What we are now witnessing is not some new and complicated expression of white racism—rather, it’s the dying embers of the same old racism that once rendered the best pickings of America the exclusive province of unblackness. Confronted by the thoroughly racialized backlash to Obama’s presidency, a stranger to American politics might conclude that Obama provoked the response by relentlessly pushing an agenda of radical racial reform. Hardly. Daniel Gillion, a political scientist at the University of Pennsylvania who studies race and politics, examined the Public Papers of the Presidents, a compilation of nearly all public presidential utterances—­proclamations, news-conference remarks, executive orders—and found that in his first two years as president, Obama talked less about race than any other Democratic president since 1961.

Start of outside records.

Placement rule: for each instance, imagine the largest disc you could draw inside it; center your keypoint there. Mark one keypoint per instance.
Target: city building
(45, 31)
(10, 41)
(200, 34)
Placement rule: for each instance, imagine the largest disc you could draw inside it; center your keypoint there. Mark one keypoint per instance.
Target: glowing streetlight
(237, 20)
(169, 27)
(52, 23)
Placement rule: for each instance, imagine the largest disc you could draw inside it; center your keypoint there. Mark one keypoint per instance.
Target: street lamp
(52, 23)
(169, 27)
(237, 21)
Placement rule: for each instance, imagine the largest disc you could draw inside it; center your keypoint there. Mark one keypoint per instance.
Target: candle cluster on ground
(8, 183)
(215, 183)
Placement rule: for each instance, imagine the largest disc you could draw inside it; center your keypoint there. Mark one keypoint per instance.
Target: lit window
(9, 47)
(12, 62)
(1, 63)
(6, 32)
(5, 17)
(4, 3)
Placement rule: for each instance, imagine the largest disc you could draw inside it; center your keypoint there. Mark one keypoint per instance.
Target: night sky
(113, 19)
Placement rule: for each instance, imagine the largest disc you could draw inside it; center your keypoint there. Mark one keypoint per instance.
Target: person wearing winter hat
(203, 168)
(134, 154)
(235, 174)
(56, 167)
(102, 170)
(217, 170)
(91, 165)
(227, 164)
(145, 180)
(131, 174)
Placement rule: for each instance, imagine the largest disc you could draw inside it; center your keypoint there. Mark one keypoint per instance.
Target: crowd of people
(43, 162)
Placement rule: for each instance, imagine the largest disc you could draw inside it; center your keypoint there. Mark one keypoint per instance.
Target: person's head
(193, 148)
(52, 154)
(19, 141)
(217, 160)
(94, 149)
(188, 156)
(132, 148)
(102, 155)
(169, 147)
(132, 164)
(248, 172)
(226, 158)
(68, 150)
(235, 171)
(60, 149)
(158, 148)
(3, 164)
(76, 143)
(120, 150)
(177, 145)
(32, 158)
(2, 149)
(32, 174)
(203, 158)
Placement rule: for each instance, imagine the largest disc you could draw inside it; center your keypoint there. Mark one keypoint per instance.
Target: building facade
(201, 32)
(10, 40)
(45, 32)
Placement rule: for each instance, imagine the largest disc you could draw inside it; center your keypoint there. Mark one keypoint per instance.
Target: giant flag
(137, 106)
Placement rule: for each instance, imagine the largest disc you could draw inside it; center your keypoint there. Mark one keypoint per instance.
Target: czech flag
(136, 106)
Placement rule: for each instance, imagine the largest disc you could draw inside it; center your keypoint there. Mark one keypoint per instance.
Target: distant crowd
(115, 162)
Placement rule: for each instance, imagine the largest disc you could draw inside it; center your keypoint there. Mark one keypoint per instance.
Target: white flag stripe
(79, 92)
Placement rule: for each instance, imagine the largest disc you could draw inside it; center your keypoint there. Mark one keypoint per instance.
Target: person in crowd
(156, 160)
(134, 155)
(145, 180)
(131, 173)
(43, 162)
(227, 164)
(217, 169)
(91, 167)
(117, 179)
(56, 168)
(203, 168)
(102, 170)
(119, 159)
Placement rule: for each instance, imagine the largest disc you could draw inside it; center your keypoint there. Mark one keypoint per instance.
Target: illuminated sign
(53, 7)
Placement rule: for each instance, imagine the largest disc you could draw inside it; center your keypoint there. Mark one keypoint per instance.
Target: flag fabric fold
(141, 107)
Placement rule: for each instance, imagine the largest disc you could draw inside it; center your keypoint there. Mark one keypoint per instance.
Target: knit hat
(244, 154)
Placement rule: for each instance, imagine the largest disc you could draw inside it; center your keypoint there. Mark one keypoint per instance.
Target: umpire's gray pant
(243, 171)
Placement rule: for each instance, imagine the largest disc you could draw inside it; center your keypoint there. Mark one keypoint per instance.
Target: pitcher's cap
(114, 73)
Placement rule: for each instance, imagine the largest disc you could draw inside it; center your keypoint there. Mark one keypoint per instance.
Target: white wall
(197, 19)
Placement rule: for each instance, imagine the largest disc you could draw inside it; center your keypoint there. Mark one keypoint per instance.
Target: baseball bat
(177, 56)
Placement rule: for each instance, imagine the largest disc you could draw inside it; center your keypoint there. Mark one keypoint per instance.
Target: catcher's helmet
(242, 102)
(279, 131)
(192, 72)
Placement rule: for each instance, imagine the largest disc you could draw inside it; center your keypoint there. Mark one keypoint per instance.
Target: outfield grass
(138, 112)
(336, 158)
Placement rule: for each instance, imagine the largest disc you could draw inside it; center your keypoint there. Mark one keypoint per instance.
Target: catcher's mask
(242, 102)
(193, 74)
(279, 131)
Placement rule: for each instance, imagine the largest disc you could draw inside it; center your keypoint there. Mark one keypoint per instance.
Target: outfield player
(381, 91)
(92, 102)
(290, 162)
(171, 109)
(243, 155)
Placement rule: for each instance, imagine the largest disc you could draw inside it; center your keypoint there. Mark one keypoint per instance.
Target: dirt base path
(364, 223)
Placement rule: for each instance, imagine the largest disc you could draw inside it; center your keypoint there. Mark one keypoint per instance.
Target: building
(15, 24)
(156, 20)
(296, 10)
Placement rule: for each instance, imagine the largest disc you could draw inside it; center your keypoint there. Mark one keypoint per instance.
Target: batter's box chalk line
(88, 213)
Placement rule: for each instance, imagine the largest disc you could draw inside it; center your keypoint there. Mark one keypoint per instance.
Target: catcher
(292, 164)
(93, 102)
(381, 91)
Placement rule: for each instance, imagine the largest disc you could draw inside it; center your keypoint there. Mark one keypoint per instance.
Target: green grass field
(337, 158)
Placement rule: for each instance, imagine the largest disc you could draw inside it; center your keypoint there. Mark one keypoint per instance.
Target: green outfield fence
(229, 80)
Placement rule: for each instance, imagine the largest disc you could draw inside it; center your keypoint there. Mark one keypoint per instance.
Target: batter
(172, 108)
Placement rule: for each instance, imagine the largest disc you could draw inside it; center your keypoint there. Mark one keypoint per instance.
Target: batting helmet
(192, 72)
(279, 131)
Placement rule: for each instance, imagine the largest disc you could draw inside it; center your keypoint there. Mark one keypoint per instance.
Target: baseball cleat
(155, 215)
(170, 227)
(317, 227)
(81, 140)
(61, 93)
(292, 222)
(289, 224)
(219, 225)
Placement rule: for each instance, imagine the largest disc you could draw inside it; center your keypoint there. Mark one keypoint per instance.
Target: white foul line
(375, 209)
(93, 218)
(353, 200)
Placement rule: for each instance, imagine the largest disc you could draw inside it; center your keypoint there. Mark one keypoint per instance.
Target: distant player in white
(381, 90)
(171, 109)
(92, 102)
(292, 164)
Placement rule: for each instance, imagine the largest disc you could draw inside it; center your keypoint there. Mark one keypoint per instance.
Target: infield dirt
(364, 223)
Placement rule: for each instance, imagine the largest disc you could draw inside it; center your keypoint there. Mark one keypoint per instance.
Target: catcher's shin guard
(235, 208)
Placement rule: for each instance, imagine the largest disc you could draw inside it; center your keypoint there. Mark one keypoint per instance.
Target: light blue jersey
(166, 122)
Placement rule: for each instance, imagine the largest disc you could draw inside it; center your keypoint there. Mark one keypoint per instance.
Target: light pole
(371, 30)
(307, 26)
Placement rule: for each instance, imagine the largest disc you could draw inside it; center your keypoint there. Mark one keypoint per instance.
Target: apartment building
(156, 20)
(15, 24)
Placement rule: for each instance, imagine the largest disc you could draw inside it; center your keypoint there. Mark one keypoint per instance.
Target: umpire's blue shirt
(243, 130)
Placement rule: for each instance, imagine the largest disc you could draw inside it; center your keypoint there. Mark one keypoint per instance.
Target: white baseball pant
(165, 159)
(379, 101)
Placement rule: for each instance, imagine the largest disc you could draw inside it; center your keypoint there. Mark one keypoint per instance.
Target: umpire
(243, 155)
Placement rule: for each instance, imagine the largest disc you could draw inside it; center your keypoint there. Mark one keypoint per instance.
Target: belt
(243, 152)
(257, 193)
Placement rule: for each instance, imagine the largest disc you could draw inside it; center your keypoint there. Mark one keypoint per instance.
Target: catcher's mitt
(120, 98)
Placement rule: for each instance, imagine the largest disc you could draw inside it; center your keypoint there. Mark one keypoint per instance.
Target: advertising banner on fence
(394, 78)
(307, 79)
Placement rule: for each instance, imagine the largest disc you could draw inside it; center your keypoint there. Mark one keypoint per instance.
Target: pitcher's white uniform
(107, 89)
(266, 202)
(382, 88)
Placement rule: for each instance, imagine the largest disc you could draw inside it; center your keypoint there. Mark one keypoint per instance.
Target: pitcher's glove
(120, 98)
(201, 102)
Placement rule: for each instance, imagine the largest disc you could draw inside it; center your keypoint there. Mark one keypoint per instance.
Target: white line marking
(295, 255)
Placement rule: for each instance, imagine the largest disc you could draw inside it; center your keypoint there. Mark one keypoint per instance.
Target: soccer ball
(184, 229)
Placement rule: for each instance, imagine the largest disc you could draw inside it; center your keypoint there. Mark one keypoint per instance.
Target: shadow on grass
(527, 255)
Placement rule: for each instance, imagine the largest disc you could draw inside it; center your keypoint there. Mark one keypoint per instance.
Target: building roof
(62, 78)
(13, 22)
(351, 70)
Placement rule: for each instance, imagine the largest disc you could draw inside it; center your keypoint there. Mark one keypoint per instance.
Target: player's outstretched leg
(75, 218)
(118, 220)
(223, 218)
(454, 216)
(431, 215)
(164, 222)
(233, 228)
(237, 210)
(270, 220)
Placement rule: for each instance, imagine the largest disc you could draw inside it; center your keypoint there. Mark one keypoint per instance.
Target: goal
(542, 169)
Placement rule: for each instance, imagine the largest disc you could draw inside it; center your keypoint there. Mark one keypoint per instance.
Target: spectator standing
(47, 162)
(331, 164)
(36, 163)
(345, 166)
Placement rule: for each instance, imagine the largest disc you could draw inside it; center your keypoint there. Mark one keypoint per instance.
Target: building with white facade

Thus the myth of “twice as good” that makes Barack Obama possible also smothers him. It holds that African Americans—­enslaved, tortured, raped, discriminated against, and subjected to the most lethal homegrown terrorist movement in American history—feel no anger toward their tormentors. Of course, very little in our history argues that those who seek to tell bold truths about race will be rewarded. But it was Obama himself, as a presidential candidate in 2008, who called for such truths to be spoken. “Race is an issue that I believe this nation cannot afford to ignore right now,” he said in his “More Perfect Union” speech, which he delivered after a furor erupted over Reverend Wright’s “God Damn America” remarks. And yet, since taking office, Obama has virtually ignored race.

The president’s inability to speak candidly on race cannot be bracketed off from his inability to speak candidly on every­thing. Race is not simply a portion of the Obama story. It is the lens through which many Americans view all his politics.